1. Field of the Invention
The present invention relates to a battery charging controller and a portable electronic device which are configured to control battery charging in response to a charging-control signal sent from a CPU.
2. Description of the Related Art
A battery charging control LSI (a battery charging controller) has been known, which is configured to control battery charging in response to a charging-control signal sent from a central processing unit (CPU). By referring to FIGS. 1 and 2, an example of such a battery charging control LSI is described.
As shown in FIG. 1, a charging circuit 11 and a regulator 12 are provided to such a battery charging control LSI 4.
The charging circuit 11 is configured to be started upon detection of an insertion of an alternating current (AC) adapter (an application of an AC adapter voltage VAC), and then to send an adapter detection signal (an interrupt signal) for informing a CPU 1 of the detection of the insertion of the AC adapter.
Moreover, the charging circuit 11 is configured to switch on and off the AC adapter voltage VAC applied to a battery 2 by making an ON/OFF control of a pMOS transistor switch, in response to a charging-control signal sent from the CPU 1.
The regulator 12 is configured to be started upon detection of an insertion of the battery 2 (an application of a battery voltage VBAT), and then to start the CPU 1 by using an starting signal.
The CPU 1 is configured to be started upon detection of the starting signal sent from the regulator 12 (an application of a regulator voltage VREG).
Moreover, the CPU 1 is configured to be started upon detection of the above starting signal, and then to generate the above-described charging-control signal in response to the adapter detection signal sent from the charging circuit 11. Thereafter, the CPU 1 sends the thus generated signal to the charging circuit 11.
By referring to FIG. 2, descriptions will be provided for operations for controlling battery charging in a portable electronic device provided with a battery charging control LSI 4 as the one described above.
As shown in FIG. 2, when the regulator 12 detects the battery voltage VBAT in Step S201, i.e., when an insertion of the battery 2 is detected, the regulator 12 is started in Step S202.
In Step S203, the regulator 12 starts the CPU 1 by using an starting signal.
Thereafter, when the charging circuit 11 detects an application of the AC adaptor voltage VAC in Step S204, i.e., when the insertion of the AC adapter is detected, the charging circuit 11 is started, and then sends, as an interrupt signal, an adaptor detection signal to the CPU 1, for informing the CPU 1 of an insertion of the AC adaptor.
When the CPU 1 detects, in Step S205, the adapter detection signal sent from the charging circuit 11, the CPU 1 generates, in Step S206, the above-described charging-control signal in response to the adaptor detection signal, and then sends the thus generated signal to the charging circuit 11.
Thereafter, the charging circuit 11 controls the charging of the battery 2 by making an ON/OFF control on the pMOS transistor switch in response to the charging-control signal received from the CPU 1.

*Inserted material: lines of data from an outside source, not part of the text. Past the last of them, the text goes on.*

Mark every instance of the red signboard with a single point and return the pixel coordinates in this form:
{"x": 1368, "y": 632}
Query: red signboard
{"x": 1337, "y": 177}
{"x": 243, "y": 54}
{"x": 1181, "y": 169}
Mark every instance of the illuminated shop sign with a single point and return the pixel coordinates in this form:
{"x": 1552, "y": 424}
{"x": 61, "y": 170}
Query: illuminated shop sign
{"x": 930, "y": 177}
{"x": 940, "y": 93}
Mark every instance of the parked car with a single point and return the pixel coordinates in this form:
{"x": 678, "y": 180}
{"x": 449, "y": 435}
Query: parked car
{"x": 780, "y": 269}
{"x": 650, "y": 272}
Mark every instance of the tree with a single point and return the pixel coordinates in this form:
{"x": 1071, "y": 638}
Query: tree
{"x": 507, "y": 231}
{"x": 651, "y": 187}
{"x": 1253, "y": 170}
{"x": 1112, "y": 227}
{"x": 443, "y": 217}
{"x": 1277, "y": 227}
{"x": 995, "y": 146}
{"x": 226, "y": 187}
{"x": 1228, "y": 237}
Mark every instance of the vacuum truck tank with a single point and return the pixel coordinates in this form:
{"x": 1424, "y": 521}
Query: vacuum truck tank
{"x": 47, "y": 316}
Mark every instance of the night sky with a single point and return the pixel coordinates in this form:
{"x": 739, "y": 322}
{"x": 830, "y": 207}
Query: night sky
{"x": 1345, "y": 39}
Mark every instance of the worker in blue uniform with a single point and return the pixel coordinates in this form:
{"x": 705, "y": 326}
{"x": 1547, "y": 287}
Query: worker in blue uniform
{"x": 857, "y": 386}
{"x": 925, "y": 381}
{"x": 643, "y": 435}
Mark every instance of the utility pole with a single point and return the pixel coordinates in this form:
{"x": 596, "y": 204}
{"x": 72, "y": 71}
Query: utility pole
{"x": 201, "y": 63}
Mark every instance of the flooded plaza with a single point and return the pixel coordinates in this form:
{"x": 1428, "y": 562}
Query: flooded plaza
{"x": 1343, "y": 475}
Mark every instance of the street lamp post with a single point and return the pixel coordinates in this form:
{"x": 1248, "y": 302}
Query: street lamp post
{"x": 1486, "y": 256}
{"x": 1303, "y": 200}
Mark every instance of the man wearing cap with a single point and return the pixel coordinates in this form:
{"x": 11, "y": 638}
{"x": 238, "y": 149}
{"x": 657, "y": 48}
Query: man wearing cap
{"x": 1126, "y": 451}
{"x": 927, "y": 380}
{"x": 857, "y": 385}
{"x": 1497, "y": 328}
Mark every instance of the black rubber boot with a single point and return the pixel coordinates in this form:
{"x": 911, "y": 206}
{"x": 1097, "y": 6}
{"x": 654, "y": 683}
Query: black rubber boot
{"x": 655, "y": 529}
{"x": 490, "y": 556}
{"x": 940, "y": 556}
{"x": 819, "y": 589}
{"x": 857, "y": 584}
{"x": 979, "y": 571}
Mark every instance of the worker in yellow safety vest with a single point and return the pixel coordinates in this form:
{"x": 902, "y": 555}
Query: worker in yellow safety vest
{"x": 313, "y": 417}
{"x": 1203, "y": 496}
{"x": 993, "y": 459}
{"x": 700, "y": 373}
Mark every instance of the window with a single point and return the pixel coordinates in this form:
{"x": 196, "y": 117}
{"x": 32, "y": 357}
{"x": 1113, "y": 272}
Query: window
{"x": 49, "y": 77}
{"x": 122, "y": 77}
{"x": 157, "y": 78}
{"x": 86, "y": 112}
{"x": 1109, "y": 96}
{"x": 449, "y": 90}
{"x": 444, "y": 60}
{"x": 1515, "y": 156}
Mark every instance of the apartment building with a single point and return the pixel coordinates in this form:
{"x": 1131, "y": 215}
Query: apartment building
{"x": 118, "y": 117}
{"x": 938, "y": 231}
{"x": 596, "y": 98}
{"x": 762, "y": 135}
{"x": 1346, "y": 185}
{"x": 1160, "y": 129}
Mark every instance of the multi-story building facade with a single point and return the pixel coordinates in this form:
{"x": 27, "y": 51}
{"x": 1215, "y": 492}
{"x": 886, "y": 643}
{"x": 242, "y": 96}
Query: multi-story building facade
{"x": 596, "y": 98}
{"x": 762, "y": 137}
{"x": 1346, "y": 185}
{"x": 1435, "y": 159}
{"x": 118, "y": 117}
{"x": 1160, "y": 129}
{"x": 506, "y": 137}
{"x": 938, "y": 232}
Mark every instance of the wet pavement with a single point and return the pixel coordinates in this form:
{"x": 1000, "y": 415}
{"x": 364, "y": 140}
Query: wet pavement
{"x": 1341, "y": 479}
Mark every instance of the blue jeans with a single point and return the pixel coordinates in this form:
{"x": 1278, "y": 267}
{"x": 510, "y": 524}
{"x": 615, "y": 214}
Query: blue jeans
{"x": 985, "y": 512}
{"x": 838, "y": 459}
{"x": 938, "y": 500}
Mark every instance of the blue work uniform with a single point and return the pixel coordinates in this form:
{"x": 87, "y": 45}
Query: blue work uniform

However, in a case of the conventional battery charging control LSI 4, even when power is off and the AC adaptor is not inserted, the regulator 12 constantly operates by using the battery voltage VBAT and the CPU 1 also operates by using the regulator voltage, after the battery 2 is inserted. This state of the battery 2 produces a problem that the increased power consumption of the battery 2 shortens the battery duration.